# Castle Bromwich



## spitfirefactory (Nov 12, 2006)

Hello from the UK. I have just joined and am looking for any new information on The History of Castle Bromwich Spitfire Factory. I am looking for restoration projects within the Serial Ranges of planes built within the factory. Also any information to / relating to the 365 Lancasters built also at the plant. Thank you for allowing me to join the forum and I am looking forward to the comments received. Any photo's of the surrounding areas and the Airfield would be greatfully received also Thankyou.


----------



## the lancaster kicks ass (Nov 12, 2006)

the lancs i can help you with  what info are you after?


----------



## spitfirefactory (Nov 12, 2006)

Thankyou for your reply. Basically I am intrested in all aspects of the Castle Bromwich factory. Are there any histories of the Lancasters built at the factory still remaining etc.


----------



## the lancaster kicks ass (Nov 21, 2006)

sorry, totally forgot about this thread 

the castle Castle Bromwich lancs have a marginally more interesting story then most as far as lancaster production batches go...........

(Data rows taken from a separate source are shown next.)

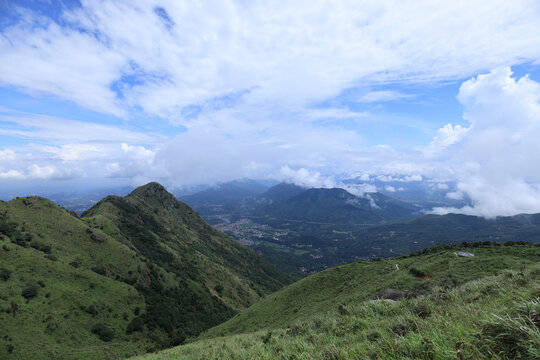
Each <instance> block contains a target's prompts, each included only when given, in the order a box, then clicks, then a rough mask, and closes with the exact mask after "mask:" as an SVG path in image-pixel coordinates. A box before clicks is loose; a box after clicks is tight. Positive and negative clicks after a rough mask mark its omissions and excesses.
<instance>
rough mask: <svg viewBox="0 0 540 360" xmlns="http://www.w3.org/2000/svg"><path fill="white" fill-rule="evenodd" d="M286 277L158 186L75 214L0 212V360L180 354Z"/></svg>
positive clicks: (19, 204)
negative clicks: (180, 349) (176, 348)
mask: <svg viewBox="0 0 540 360" xmlns="http://www.w3.org/2000/svg"><path fill="white" fill-rule="evenodd" d="M287 282H288V278H287V277H286V276H284V275H283V274H281V273H280V272H279V271H278V270H276V269H275V268H274V267H272V266H271V265H269V264H268V263H266V262H265V261H264V260H262V259H261V258H260V257H258V256H257V255H256V254H255V253H254V252H253V251H252V250H250V249H248V248H246V247H244V246H242V245H240V244H238V242H236V241H234V240H233V239H231V238H229V237H228V236H226V235H225V234H223V233H221V232H220V231H218V230H216V229H214V228H212V227H211V226H209V225H208V224H207V223H206V222H204V220H202V218H201V217H200V216H199V215H198V214H197V213H196V212H195V211H194V210H193V209H191V208H190V207H189V206H187V205H186V204H184V203H182V202H179V201H177V200H176V199H175V198H174V197H173V196H172V195H171V194H169V193H168V192H167V191H166V190H165V189H164V188H163V187H162V186H161V185H159V184H157V183H150V184H147V185H145V186H142V187H139V188H137V189H135V190H134V191H133V192H132V193H130V194H129V195H127V196H126V197H118V196H107V197H106V198H104V199H102V200H101V201H100V202H98V203H97V204H96V205H95V206H94V207H92V208H91V209H90V210H88V211H87V212H85V213H84V214H83V216H82V217H81V218H79V217H78V216H77V215H76V214H75V213H73V212H69V211H67V210H65V209H64V208H62V207H60V206H58V205H56V204H54V203H53V202H51V201H50V200H47V199H44V198H40V197H27V198H18V199H15V200H12V201H9V202H0V358H2V359H4V358H5V359H9V358H77V359H79V358H93V359H107V358H111V357H114V358H118V357H125V356H130V355H134V354H137V353H144V352H146V351H148V350H153V349H159V348H163V347H167V346H171V345H174V344H179V343H182V342H183V341H184V339H185V338H186V337H192V336H195V335H197V334H199V333H200V332H201V331H203V330H205V329H206V328H209V327H211V326H213V325H216V324H218V323H221V322H223V321H224V320H226V319H228V318H230V317H231V316H233V315H234V314H235V313H237V312H238V311H241V310H242V309H244V308H246V307H247V306H249V305H251V304H253V303H255V302H256V301H258V300H259V299H261V297H262V296H264V295H265V294H269V293H271V292H273V291H275V290H277V289H279V288H280V287H281V286H283V285H284V284H285V283H287Z"/></svg>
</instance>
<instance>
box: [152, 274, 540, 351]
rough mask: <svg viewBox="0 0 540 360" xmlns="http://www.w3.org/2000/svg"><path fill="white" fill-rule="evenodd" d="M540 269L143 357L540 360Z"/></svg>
mask: <svg viewBox="0 0 540 360" xmlns="http://www.w3.org/2000/svg"><path fill="white" fill-rule="evenodd" d="M539 275H540V266H539V265H538V264H536V265H532V266H529V267H528V268H527V269H525V270H524V271H506V272H504V273H502V274H500V275H498V276H488V277H485V278H482V279H480V280H475V281H470V282H468V283H466V284H464V285H461V286H459V287H457V288H454V289H445V288H442V287H436V288H433V289H431V290H430V291H429V292H428V293H427V294H425V295H423V296H419V297H417V298H413V299H403V300H400V301H398V302H389V301H380V300H375V301H374V300H368V301H359V302H357V303H350V304H348V305H345V306H344V305H339V304H336V307H335V309H330V310H329V311H328V312H327V313H326V314H324V315H320V316H317V317H315V318H312V319H310V320H309V321H299V322H295V323H293V324H290V325H289V326H288V327H285V328H282V329H278V330H273V331H271V332H270V331H269V330H264V331H258V332H254V333H249V334H241V335H233V336H228V337H222V338H215V339H207V340H201V341H198V342H194V343H191V344H188V345H184V346H180V347H177V348H173V349H169V350H166V351H163V352H161V353H157V354H151V355H148V356H146V357H143V358H144V359H155V360H161V359H321V360H326V359H327V360H331V359H332V360H334V359H336V360H337V359H340V360H349V359H539V358H540V352H539V351H540V350H539V349H540V333H539V323H540V315H539V314H540V307H539V303H540V300H539V297H540V280H539V279H540V276H539Z"/></svg>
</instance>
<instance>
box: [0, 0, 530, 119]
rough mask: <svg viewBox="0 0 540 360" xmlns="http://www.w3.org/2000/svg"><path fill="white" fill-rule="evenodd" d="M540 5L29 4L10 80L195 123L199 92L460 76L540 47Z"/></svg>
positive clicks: (171, 118) (19, 28) (303, 3)
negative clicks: (165, 17)
mask: <svg viewBox="0 0 540 360" xmlns="http://www.w3.org/2000/svg"><path fill="white" fill-rule="evenodd" d="M538 6H539V5H538V3H537V2H536V1H533V0H523V1H513V2H511V3H509V2H507V1H503V0H499V1H489V2H485V1H480V0H478V1H466V2H465V1H454V2H448V1H430V0H423V1H417V2H415V3H414V5H412V4H408V3H405V2H402V1H398V0H394V1H388V2H384V3H373V2H371V1H346V0H343V1H339V2H338V3H336V2H335V1H330V0H328V1H318V2H316V3H314V2H312V1H307V0H305V1H296V2H286V3H279V4H278V3H275V4H268V3H266V2H258V1H256V2H240V1H233V0H229V1H219V2H205V3H192V2H179V1H173V0H152V1H146V0H138V1H127V0H125V1H92V0H87V1H82V7H81V8H80V9H76V10H73V11H66V12H65V13H64V14H63V20H64V21H65V23H66V24H67V25H62V26H60V25H58V24H56V23H54V22H52V21H51V20H50V19H46V18H43V17H41V16H39V15H37V14H33V13H30V12H28V11H26V12H24V16H23V21H20V22H19V23H17V24H15V25H13V26H10V27H8V28H6V29H4V30H3V33H2V36H1V37H0V48H2V51H1V52H0V82H2V83H4V84H7V85H14V86H17V87H19V88H22V89H26V90H27V91H38V92H43V93H46V94H52V95H55V96H58V97H60V98H62V99H67V100H70V101H74V102H76V103H78V104H80V105H82V106H85V107H88V108H91V109H94V110H97V111H102V112H106V113H112V114H116V115H119V116H126V111H127V109H130V108H132V107H134V106H136V107H139V106H140V107H142V109H144V110H145V111H146V112H148V113H151V114H156V115H159V116H164V117H167V118H168V119H169V120H170V121H173V122H176V123H184V124H191V123H192V122H193V121H196V120H195V119H193V118H189V117H186V115H185V113H184V110H185V107H186V106H196V107H200V108H202V109H203V111H208V110H210V111H212V110H216V109H222V108H227V107H235V108H241V109H243V110H244V111H247V110H248V109H254V108H264V110H265V111H269V112H273V111H280V112H282V111H289V110H291V109H293V111H299V110H301V109H303V108H305V107H306V106H308V105H310V104H312V103H314V102H319V101H323V100H326V99H328V98H331V97H333V96H336V95H338V94H339V93H340V92H341V91H343V90H344V89H347V88H350V87H352V86H354V85H355V84H359V83H362V84H364V85H370V84H375V85H376V84H381V83H385V82H396V81H399V82H416V83H417V82H431V81H438V80H447V79H458V78H463V77H465V76H470V75H473V74H475V73H477V72H478V71H481V70H483V69H486V68H492V67H496V66H500V65H503V64H509V63H517V62H523V61H527V60H537V59H538V58H540V28H539V27H538V26H537V25H538V17H537V11H535V9H536V10H538ZM156 7H160V8H162V9H164V10H165V11H166V13H167V15H168V17H169V19H170V21H164V19H163V18H160V17H159V16H158V15H157V14H156V12H155V8H156ZM495 44H496V45H495ZM456 49H459V50H456ZM117 91H118V92H120V93H121V95H120V96H119V95H118V94H117V93H116V92H117ZM402 95H403V94H399V93H396V92H392V91H386V90H383V91H380V92H373V93H371V95H369V94H368V97H367V99H368V100H369V98H370V97H371V100H374V99H376V98H378V99H380V100H383V99H388V98H391V97H393V98H395V97H396V96H402Z"/></svg>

The first 200 produced at the factory were originally ordered as Mk.IIs in september 1941, this was changed to Mk.III in February 1943 however they were eventually produced as Mk.Is from October 1943-February 1945

These 200 were issued serials HK535-HK806 (there's more than 200 difference because it was standard practice to miss serial numbers so jerry couldn't find out too much about our production), all lancs up to HK773 had merlin 22 engines, all subsiquent lancs having merlin 24s

The second production batch from Castle Bromwich was for an order of 200 Mk.Is, of which owing to it being the end of the war, only 100 were produced from February 21st- August 22nd 1945, all with merlin 24s and serials PP663-PP918, i hope this's along the lines of what you're after...........


----------